Like Kwan, Skyver Sagun, 28, is a Circuit veteran of recent vintage (seven years) who has also noticed a change in what and who is considered hot: "We used to follow around the big muscle jocks; but now it seems like young twinks are more prevalent on the Circuit, and they are the hot commodity."
Robert J. Vezina, founding president and executive director of the BBCM Foundation, which produces Montreal’s mammoth Black & Blue Festival, said he has witnessed what he calls a "nice evolution of the clientele attending our festival over the years. Of course, there are many buff and muscular guys from all over the world who attend and enjoy not only our main event, but also our popular specialized activities such as the Jock Ball, the Leather Ball and the Military Ball."
These other partygoers include younger people who may be less into bodybuilding; beautiful bisexual French-Canadian men who have a European look; and gay-friendly straight men (who are often more into big muscles than we are). He welcomes the diversity. "It makes for a very interesting, hip and exciting crowd," he said. "We believe that this special mix has ensured the major continued success of the event over the years."
Add to that the increasing number of dance events that cater to bears, such as Blowoff in New York and Washington, D.C., and the many bear parties in San Francisco. At these parties, being lean and buff may not exactly be a detriment, but it certainly isn’t the accepted norm, either.

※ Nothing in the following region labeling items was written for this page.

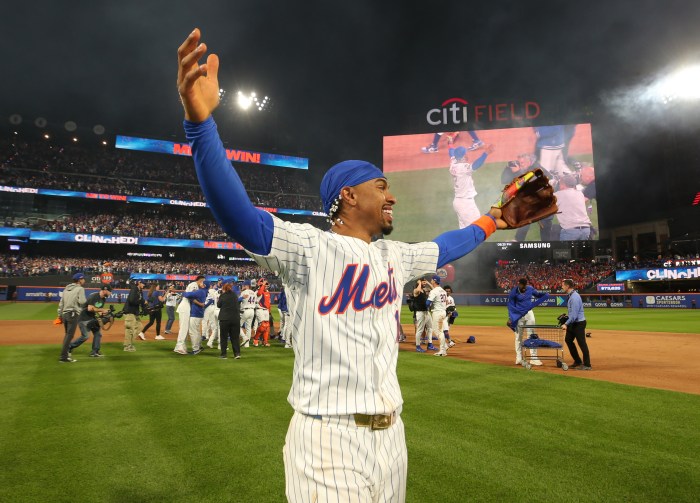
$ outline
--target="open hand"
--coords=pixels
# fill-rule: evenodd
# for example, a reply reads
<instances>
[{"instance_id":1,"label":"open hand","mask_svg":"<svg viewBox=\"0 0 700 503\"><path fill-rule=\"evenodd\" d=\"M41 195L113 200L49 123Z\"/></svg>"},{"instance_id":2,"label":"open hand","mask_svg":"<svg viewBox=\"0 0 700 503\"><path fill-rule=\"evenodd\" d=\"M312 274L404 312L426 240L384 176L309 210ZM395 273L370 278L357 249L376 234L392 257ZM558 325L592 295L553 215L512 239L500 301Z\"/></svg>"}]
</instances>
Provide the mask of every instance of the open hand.
<instances>
[{"instance_id":1,"label":"open hand","mask_svg":"<svg viewBox=\"0 0 700 503\"><path fill-rule=\"evenodd\" d=\"M177 91L185 119L192 122L203 122L219 105L219 57L210 54L200 65L198 61L207 51L200 38L199 28L195 28L177 50Z\"/></svg>"}]
</instances>

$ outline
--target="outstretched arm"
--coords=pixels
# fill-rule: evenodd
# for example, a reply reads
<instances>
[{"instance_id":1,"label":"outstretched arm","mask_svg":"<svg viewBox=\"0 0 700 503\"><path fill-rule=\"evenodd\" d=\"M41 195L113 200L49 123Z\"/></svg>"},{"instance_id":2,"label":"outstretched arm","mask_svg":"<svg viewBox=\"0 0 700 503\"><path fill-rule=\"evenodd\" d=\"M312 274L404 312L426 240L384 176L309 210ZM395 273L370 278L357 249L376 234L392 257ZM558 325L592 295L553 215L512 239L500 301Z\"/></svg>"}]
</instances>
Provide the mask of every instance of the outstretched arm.
<instances>
[{"instance_id":1,"label":"outstretched arm","mask_svg":"<svg viewBox=\"0 0 700 503\"><path fill-rule=\"evenodd\" d=\"M507 226L508 224L501 220L501 210L491 208L486 215L464 229L440 234L433 240L440 249L438 267L463 257L484 242L496 229L505 229Z\"/></svg>"},{"instance_id":2,"label":"outstretched arm","mask_svg":"<svg viewBox=\"0 0 700 503\"><path fill-rule=\"evenodd\" d=\"M207 49L200 38L195 28L177 51L177 88L197 178L214 218L226 233L253 253L267 255L272 246L272 217L253 206L226 157L211 117L219 104L219 58L210 54L205 64L198 63Z\"/></svg>"}]
</instances>

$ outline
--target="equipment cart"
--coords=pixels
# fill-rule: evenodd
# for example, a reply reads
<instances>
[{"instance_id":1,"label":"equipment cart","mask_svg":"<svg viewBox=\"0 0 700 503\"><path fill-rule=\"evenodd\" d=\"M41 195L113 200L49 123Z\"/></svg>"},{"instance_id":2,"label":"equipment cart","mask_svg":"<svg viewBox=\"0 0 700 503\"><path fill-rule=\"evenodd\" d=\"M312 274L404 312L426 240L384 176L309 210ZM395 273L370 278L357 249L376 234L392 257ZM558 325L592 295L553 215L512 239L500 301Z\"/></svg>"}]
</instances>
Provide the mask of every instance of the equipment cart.
<instances>
[{"instance_id":1,"label":"equipment cart","mask_svg":"<svg viewBox=\"0 0 700 503\"><path fill-rule=\"evenodd\" d=\"M542 361L553 360L557 362L557 367L562 370L569 370L569 366L564 363L564 336L566 331L559 325L523 325L524 335L523 348L529 349L528 354L523 351L523 367L532 369L531 360ZM537 350L537 356L532 355L532 350Z\"/></svg>"}]
</instances>

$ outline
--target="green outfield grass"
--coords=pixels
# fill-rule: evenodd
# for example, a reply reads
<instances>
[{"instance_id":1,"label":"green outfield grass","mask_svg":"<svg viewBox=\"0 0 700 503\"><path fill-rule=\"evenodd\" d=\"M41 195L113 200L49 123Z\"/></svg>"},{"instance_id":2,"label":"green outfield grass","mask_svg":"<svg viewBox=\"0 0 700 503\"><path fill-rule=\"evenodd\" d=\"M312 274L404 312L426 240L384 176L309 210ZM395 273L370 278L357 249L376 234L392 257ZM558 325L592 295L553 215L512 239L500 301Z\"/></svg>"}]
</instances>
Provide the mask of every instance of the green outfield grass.
<instances>
[{"instance_id":1,"label":"green outfield grass","mask_svg":"<svg viewBox=\"0 0 700 503\"><path fill-rule=\"evenodd\" d=\"M442 154L440 154L442 155ZM445 167L419 171L399 171L389 175L391 191L398 203L394 206L394 231L391 239L397 241L429 241L435 236L457 228L457 215L452 208L454 189L449 161L445 155ZM477 153L477 155L479 155ZM470 157L471 158L471 157ZM591 156L580 156L581 161L591 161ZM482 213L486 213L503 190L501 174L505 163L485 163L473 176L478 192L475 202ZM593 200L590 215L593 227L598 227L598 208ZM554 222L557 222L555 217ZM515 239L515 229L502 230L489 238L489 241L509 241ZM540 241L537 225L531 226L527 240Z\"/></svg>"},{"instance_id":2,"label":"green outfield grass","mask_svg":"<svg viewBox=\"0 0 700 503\"><path fill-rule=\"evenodd\" d=\"M290 350L87 352L0 348L0 501L285 501ZM399 374L409 502L697 501L700 396L413 352Z\"/></svg>"}]
</instances>

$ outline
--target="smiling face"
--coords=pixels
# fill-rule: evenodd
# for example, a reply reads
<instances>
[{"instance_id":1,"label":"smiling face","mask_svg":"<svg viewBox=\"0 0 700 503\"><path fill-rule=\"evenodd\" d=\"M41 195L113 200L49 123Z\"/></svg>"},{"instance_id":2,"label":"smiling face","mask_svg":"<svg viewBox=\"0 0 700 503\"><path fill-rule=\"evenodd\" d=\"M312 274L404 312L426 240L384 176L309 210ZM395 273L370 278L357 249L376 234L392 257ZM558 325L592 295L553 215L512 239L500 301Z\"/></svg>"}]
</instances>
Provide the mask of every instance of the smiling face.
<instances>
[{"instance_id":1,"label":"smiling face","mask_svg":"<svg viewBox=\"0 0 700 503\"><path fill-rule=\"evenodd\" d=\"M385 178L374 178L353 187L357 194L357 219L371 236L388 236L394 230L396 198Z\"/></svg>"}]
</instances>

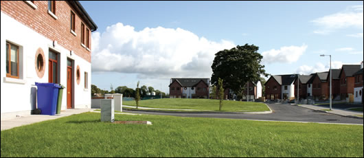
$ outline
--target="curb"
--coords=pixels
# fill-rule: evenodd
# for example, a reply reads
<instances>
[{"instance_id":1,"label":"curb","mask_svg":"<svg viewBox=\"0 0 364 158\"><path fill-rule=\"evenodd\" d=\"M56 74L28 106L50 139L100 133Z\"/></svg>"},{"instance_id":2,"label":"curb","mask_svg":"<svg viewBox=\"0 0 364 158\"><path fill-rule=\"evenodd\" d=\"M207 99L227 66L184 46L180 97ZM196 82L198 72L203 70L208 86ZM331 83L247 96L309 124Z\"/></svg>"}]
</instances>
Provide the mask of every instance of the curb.
<instances>
[{"instance_id":1,"label":"curb","mask_svg":"<svg viewBox=\"0 0 364 158\"><path fill-rule=\"evenodd\" d=\"M299 106L299 107L306 108L306 109L308 109L312 110L313 111L315 111L315 112L330 113L330 114L334 114L334 115L339 115L339 116L343 116L343 117L346 117L356 118L356 119L363 119L362 117L354 116L354 115L340 115L340 114L338 114L338 113L330 113L330 112L328 112L328 111L327 111L315 110L315 109L312 109L308 108L308 107L304 107L304 106L299 106L299 105L297 105L297 104L294 104L293 106Z\"/></svg>"},{"instance_id":2,"label":"curb","mask_svg":"<svg viewBox=\"0 0 364 158\"><path fill-rule=\"evenodd\" d=\"M222 111L163 111L163 110L144 110L144 109L135 109L124 108L123 110L126 111L146 111L146 112L156 112L156 113L234 113L234 114L267 114L273 113L269 106L264 103L265 105L269 109L269 111L262 111L262 112L222 112Z\"/></svg>"}]
</instances>

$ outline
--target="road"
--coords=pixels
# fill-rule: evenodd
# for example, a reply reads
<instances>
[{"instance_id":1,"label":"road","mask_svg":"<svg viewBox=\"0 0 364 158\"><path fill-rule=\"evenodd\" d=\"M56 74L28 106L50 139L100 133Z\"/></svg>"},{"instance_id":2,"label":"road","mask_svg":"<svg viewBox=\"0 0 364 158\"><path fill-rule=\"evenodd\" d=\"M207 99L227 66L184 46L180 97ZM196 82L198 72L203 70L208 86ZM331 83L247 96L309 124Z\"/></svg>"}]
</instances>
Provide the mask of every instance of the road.
<instances>
[{"instance_id":1,"label":"road","mask_svg":"<svg viewBox=\"0 0 364 158\"><path fill-rule=\"evenodd\" d=\"M304 122L324 122L338 124L363 124L363 119L352 118L335 114L317 111L298 106L291 104L267 104L273 113L269 114L240 114L240 113L163 113L150 111L136 111L123 110L123 112L173 115L180 117L230 118L255 120L288 121Z\"/></svg>"}]
</instances>

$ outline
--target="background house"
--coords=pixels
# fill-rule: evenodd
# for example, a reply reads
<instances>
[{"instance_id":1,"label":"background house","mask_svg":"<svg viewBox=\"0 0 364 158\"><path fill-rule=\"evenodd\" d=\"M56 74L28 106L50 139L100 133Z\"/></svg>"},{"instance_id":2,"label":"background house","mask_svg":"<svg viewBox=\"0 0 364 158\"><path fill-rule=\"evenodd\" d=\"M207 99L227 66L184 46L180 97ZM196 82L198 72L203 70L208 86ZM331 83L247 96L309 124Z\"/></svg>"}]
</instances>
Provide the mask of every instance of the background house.
<instances>
[{"instance_id":1,"label":"background house","mask_svg":"<svg viewBox=\"0 0 364 158\"><path fill-rule=\"evenodd\" d=\"M363 103L363 62L361 62L361 69L353 74L354 78L354 102Z\"/></svg>"},{"instance_id":2,"label":"background house","mask_svg":"<svg viewBox=\"0 0 364 158\"><path fill-rule=\"evenodd\" d=\"M97 25L81 4L1 3L1 117L30 114L36 82L66 87L62 110L91 108L91 32Z\"/></svg>"},{"instance_id":3,"label":"background house","mask_svg":"<svg viewBox=\"0 0 364 158\"><path fill-rule=\"evenodd\" d=\"M170 98L209 98L209 78L171 78Z\"/></svg>"},{"instance_id":4,"label":"background house","mask_svg":"<svg viewBox=\"0 0 364 158\"><path fill-rule=\"evenodd\" d=\"M361 69L360 65L343 65L340 71L340 96L341 100L354 101L354 74ZM350 99L352 98L352 99Z\"/></svg>"},{"instance_id":5,"label":"background house","mask_svg":"<svg viewBox=\"0 0 364 158\"><path fill-rule=\"evenodd\" d=\"M297 74L271 76L265 83L266 100L293 100Z\"/></svg>"}]
</instances>

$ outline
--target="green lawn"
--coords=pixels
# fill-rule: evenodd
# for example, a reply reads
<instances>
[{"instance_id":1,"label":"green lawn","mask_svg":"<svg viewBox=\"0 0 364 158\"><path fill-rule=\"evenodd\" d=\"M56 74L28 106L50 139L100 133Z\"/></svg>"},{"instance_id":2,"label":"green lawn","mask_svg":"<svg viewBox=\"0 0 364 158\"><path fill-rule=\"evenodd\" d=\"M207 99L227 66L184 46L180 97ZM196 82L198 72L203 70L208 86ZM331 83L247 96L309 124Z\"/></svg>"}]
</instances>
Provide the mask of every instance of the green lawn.
<instances>
[{"instance_id":1,"label":"green lawn","mask_svg":"<svg viewBox=\"0 0 364 158\"><path fill-rule=\"evenodd\" d=\"M139 106L172 109L194 109L218 111L218 100L209 99L155 99L139 102ZM223 111L252 112L269 111L266 104L260 102L247 102L224 100ZM123 101L124 105L136 106L135 101Z\"/></svg>"},{"instance_id":2,"label":"green lawn","mask_svg":"<svg viewBox=\"0 0 364 158\"><path fill-rule=\"evenodd\" d=\"M352 109L350 109L348 110L363 112L363 108L352 108Z\"/></svg>"},{"instance_id":3,"label":"green lawn","mask_svg":"<svg viewBox=\"0 0 364 158\"><path fill-rule=\"evenodd\" d=\"M1 131L1 157L359 157L363 126L85 113Z\"/></svg>"}]
</instances>

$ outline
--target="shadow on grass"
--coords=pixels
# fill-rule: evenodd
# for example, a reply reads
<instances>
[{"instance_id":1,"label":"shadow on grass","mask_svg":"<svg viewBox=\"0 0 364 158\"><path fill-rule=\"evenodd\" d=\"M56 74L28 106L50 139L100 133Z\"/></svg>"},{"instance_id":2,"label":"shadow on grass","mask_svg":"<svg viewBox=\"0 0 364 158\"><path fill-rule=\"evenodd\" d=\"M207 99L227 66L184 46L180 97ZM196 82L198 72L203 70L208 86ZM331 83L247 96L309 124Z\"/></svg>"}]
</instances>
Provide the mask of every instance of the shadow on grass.
<instances>
[{"instance_id":1,"label":"shadow on grass","mask_svg":"<svg viewBox=\"0 0 364 158\"><path fill-rule=\"evenodd\" d=\"M92 120L92 121L69 121L66 122L67 124L89 124L89 123L98 123L101 122L101 120Z\"/></svg>"}]
</instances>

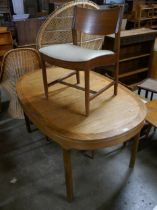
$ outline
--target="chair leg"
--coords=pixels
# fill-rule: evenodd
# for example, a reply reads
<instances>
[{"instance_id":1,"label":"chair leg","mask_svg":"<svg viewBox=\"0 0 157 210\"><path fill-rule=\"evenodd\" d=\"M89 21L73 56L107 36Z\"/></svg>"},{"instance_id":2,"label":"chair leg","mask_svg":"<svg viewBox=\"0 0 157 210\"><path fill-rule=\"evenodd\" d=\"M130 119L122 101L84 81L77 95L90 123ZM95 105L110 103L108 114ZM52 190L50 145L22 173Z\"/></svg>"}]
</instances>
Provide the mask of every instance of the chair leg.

Waning of the Buff Obsession?
New Yorker Shawn Flanningan, 42, who has been attending events like Black Party for more than 20 years, noted that "being on the scene for so long, you expect many things to change, such as which is the hottest party drug of the moment." But there was one change he says he never expected to change - the worship of the Adonis types.
"Obsessing about body image, whether you want to shrink or bulk up, can get unhealthy quickly," Olivardia said. "Eating disorders, body dysmorphic disorder, steroid use, cosmetic surgeries all start with an obsession about body image." Obsessing about your physicality is often not a good thing because it means "that you are too preoccupied with your body image, to the exclusion of other important things in your life." Olivardia believes that literally millions of men are adversely affected by problems of body image.
For a while, Flanningan says he "was one of those guys. But in the past five years, I’ve noticed that the waif-twink had made its return to the top of the pedestal. Don’t get me wrong, the buff guy will always be admired for his rippling muscles. But there are just more and more skinny young dudes at these events." He believes the younger generation’s dream guy doesn’t look like what he remembers wanting when he was their age.
The shift in attitude may very well be the outcome of the barrage of marketing thrown at gay teens of images of super-skinny boys in tight jeans. If you look at current trends of style, big is out while tiny is in.
All in all, the openness to different body types and even idealizing them is probably a healthy sign that the Circuit is entering a more inclusive phase. In the 1990s, the biggest guys dominated the dance floor. Not a bad thing necessarily, but some of them (or many, depending on your point of view) gave off attitude toward those who didn’t meet their standards. Today, regardless of body image - whether you’re an Adonis, a twink or a Goldilocks (not too big, not too small) - you’ll find the dance floor open and fun loving. An overall feeling of inclusion and acceptance for all body types, ethnicities and ages is good for all of us. Even the Adonises.